In questo contesto è molto importante il modo in cui la mamma risponde alle richieste del bambino, effettuate (a questa età) sempre attraverso il pianto. Prima comincia a piagnucolare, poi a piangere e poi se la frustrazione è forte come quella dovuta alla fame o al dolore, comincia ad urlare. Il pianto sarà tanto più intenso quanto più forte sarà il bisogno o il desiderio del bambino.
Nella maggior parte dei casi però se un bambino piange, lo fa per una semplice richiesta di attenzione (ad esempio dopo che si è svegliato, ed è annoiato e vuole essere preso in braccio). Bisogna quindi imparare, osservando il bambino, a capire quale è la ragione per cui sta protestando e richiedendo la nostra attenzione, distinguendo i casi in cui sono dovute a bisogni veri o propri (come il reflusso o la fame) a quelli in cui sono dovute a richieste di attenzioni, in quanto sono abituati a riceverle e a stare spesso addosso alla mamma. Quindi in questi casi o gli si concede questo “vizio”, ma se invece non si ha tempo, perché ad esempio si hanno più figli, o la mamma lavora o comunque in tutti i casi in cui si è impossibilitati a concederglielo, il bambino deve imparare ad aspettare. E l’attesa per alcuni bambini, abituati ad essere accontentati subito in tutte le loro richieste, non sarà facile e per raggiungere gli obiettivi arriveranno a piangere disperatamente.
Se il bambino non viene accontentato e viene lasciato piangere, non è vero, come dicono alcuni “esperti di Internet”, che può subire dei danni fisici (come ad esempio alle sinapsi cerebrali o agli ormoni) o causargli un danno permanente alla sua personalità o al suo sistema immunitario. Tutte queste conseguenze catastrofiche non hanno nessuna consistenza scientifica, un bambino che piange di frustrazione, di rabbia, perché non viene accontentato, può piangere per 20 minuti e anche più a lungo.

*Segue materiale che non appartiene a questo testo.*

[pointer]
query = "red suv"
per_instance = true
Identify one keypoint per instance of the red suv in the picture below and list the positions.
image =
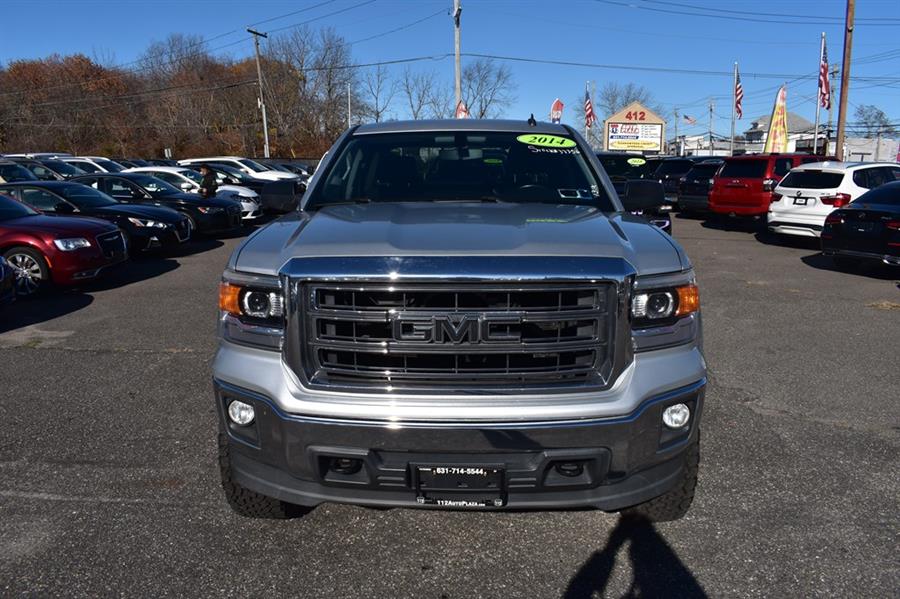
(744, 184)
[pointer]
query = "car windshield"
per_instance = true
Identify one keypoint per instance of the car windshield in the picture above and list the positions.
(750, 169)
(254, 166)
(153, 186)
(63, 168)
(885, 195)
(192, 175)
(109, 165)
(85, 197)
(461, 166)
(10, 209)
(624, 167)
(703, 171)
(674, 167)
(15, 172)
(812, 179)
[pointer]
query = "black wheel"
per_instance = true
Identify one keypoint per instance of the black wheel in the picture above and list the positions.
(674, 504)
(32, 272)
(245, 502)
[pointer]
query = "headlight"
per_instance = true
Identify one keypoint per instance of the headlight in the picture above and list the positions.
(143, 222)
(251, 315)
(67, 245)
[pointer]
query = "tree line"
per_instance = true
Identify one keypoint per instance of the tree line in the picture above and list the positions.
(178, 95)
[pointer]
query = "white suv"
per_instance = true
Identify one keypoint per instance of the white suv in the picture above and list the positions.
(251, 167)
(810, 192)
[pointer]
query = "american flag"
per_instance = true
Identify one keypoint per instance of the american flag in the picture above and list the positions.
(589, 117)
(824, 84)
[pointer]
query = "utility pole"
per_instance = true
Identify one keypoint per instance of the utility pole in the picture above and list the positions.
(733, 107)
(457, 13)
(677, 153)
(819, 100)
(845, 79)
(262, 103)
(830, 108)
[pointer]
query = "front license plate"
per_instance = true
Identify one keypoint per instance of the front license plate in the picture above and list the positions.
(460, 486)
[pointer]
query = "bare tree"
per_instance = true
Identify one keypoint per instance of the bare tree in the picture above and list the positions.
(488, 88)
(378, 91)
(417, 88)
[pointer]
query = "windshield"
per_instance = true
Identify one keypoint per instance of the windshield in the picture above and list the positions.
(85, 197)
(703, 171)
(461, 166)
(109, 165)
(153, 186)
(812, 179)
(10, 209)
(15, 172)
(624, 167)
(192, 175)
(254, 166)
(63, 168)
(750, 169)
(674, 167)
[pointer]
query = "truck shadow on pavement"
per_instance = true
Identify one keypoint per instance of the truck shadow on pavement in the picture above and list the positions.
(656, 569)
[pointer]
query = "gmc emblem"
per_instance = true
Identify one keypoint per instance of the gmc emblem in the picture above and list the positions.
(455, 328)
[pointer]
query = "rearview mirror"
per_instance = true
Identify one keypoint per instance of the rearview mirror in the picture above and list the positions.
(643, 195)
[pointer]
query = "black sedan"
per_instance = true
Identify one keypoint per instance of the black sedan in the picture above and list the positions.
(868, 228)
(206, 215)
(622, 168)
(145, 227)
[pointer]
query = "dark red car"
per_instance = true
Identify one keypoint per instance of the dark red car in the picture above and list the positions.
(45, 250)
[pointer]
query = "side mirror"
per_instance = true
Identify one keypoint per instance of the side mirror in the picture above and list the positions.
(643, 195)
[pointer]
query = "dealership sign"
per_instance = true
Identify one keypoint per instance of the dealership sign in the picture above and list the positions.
(634, 128)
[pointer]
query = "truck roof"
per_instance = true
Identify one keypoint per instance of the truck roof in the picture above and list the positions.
(462, 125)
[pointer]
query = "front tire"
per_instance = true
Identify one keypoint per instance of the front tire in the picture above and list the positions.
(675, 503)
(245, 502)
(32, 272)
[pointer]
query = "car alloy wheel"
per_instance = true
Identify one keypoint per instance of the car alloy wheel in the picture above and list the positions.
(29, 275)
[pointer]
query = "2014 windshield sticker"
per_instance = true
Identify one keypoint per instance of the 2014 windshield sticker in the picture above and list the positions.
(546, 141)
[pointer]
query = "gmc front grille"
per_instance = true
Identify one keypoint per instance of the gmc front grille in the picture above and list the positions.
(419, 337)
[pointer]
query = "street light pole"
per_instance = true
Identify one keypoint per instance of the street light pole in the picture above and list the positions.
(457, 13)
(262, 104)
(845, 79)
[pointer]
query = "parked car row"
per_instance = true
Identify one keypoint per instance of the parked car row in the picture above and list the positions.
(66, 219)
(854, 207)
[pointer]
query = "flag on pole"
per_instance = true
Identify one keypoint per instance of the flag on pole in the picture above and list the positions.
(824, 84)
(589, 116)
(738, 94)
(556, 111)
(776, 140)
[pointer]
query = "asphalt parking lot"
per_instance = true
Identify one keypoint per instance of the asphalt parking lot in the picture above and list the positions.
(109, 485)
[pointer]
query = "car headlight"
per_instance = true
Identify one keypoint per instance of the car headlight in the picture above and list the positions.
(74, 243)
(144, 222)
(252, 314)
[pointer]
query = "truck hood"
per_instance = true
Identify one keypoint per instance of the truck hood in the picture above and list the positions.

E’ vero, noi non dobbiamo abbandonare il bambino, farlo piangere tutte le volte, trascurandolo, facendogli pensare che non ci importa di lui. Se questo succedesse regolarmente, tutte le volte che piange, come succede con quei genitori che hanno dei problemi importanti di personalità e di rapporto con i bambini, sarebbe un problema, ma se invece il bambino viene sporadicamente lasciato piangere a lungo, non è un problema che può causargli un danno permanente.
Se non ci si sente in grado di capire bene se questo pianto è un pianto di dolore o di richiesta di attenzioni, ci si può sempre affidare all’aiuto di un pediatra o di un esperto.